Full Description
This Element focuses on three Chinese productions of The Vagina Monologues (TVM, 1996), a radical-feminist play by the North American artist and activist Eve Ensler: Yin Dao Du Bai (The Vagina Monologues, 2003), Yin Dao Zhi Dao (Vagina's Way, 2013), and Dao Yin (Saying Vagina, 2021). Each production was staged in and informed by the changing landscape of Chinese feminism: from 2003 to the early 2010s, the making of TVM was a process of exploring the subject position of an autonomous citizen, but from 2015, feminist theatre making had to contend with gains being eroded by state neoliberalism, an issue reflected in the third performance, Dao Yin (2021).

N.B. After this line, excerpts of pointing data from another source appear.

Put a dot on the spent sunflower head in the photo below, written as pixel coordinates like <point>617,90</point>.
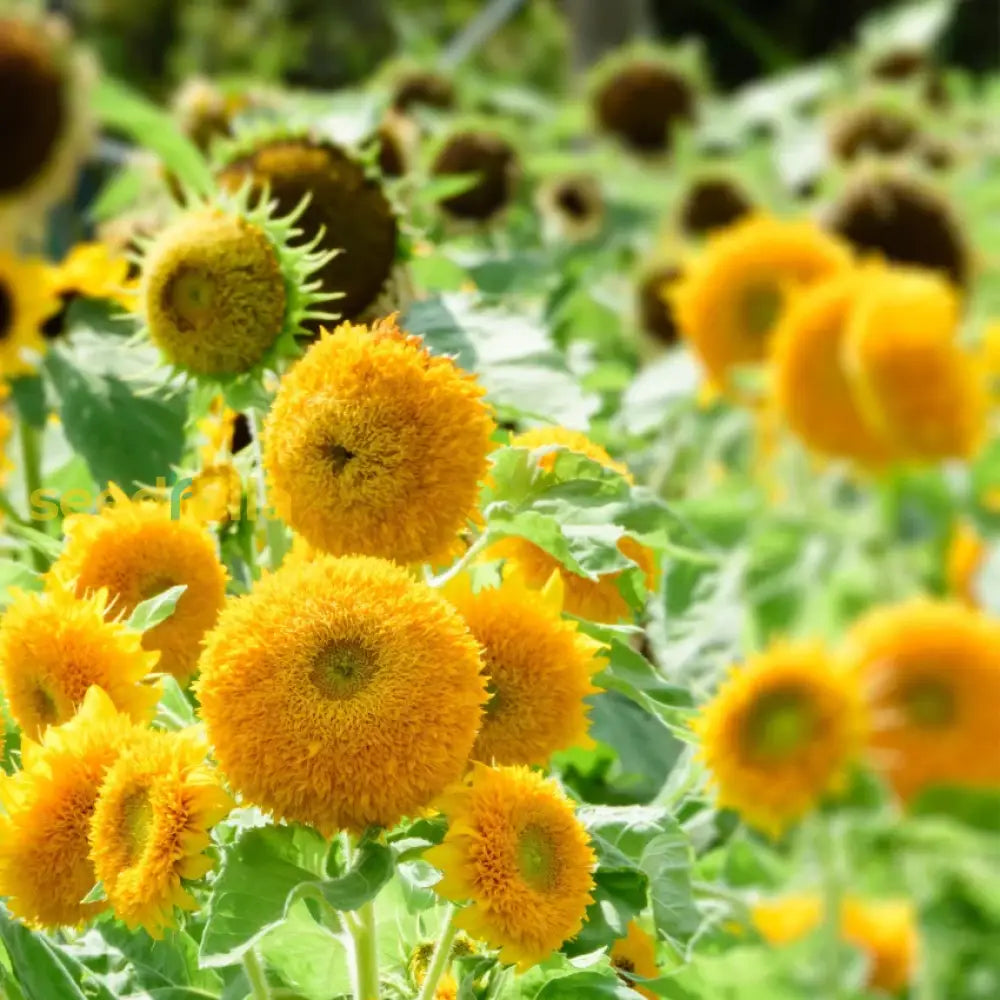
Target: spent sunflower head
<point>539,669</point>
<point>375,446</point>
<point>517,852</point>
<point>341,693</point>
<point>135,550</point>
<point>54,646</point>
<point>151,825</point>
<point>45,866</point>
<point>780,733</point>
<point>931,674</point>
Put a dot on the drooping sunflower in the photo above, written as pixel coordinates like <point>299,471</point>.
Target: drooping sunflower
<point>341,693</point>
<point>539,670</point>
<point>136,550</point>
<point>26,303</point>
<point>348,216</point>
<point>151,825</point>
<point>635,955</point>
<point>931,672</point>
<point>780,733</point>
<point>375,446</point>
<point>911,378</point>
<point>45,867</point>
<point>599,600</point>
<point>54,646</point>
<point>516,850</point>
<point>731,297</point>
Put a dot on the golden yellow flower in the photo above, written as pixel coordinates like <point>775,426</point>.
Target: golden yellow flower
<point>150,827</point>
<point>54,646</point>
<point>780,733</point>
<point>730,298</point>
<point>931,670</point>
<point>26,302</point>
<point>136,550</point>
<point>516,850</point>
<point>538,668</point>
<point>341,693</point>
<point>910,377</point>
<point>45,867</point>
<point>375,446</point>
<point>598,600</point>
<point>635,955</point>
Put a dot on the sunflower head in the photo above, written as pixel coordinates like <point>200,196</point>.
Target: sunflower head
<point>320,700</point>
<point>516,850</point>
<point>780,733</point>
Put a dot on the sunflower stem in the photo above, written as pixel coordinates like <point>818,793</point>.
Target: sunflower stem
<point>441,956</point>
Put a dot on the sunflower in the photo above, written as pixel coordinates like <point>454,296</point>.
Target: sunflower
<point>348,215</point>
<point>375,446</point>
<point>341,693</point>
<point>538,667</point>
<point>780,733</point>
<point>931,671</point>
<point>812,391</point>
<point>45,867</point>
<point>54,646</point>
<point>26,302</point>
<point>150,827</point>
<point>910,377</point>
<point>516,850</point>
<point>730,299</point>
<point>635,955</point>
<point>598,600</point>
<point>136,550</point>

Drawing on this historical analysis, in the fifth and final section, the author proposes the concept of 'collapsed feminisms' to argue that Chinese feminist theatres from 2003 to 2021 staged an extremely complicated scene where all these feminisms overlapped and 'collapsed' together.
Contents
1. The vagina monologues and feminism(s) in China; 2. The politics of desire: feminist erotic desires in yin dao du bai and (neo)liberalism; 3. Vagina's way: confronting medical-patriarchal-nationalist ideologies in and beyond feminist theatre; 4. Feminist theatre during the COVID-19 pandemic: dao yin and neoliberal globalization; 5. Conclusion: collapsed feminisms, chaos, relics, and feminist hope; References.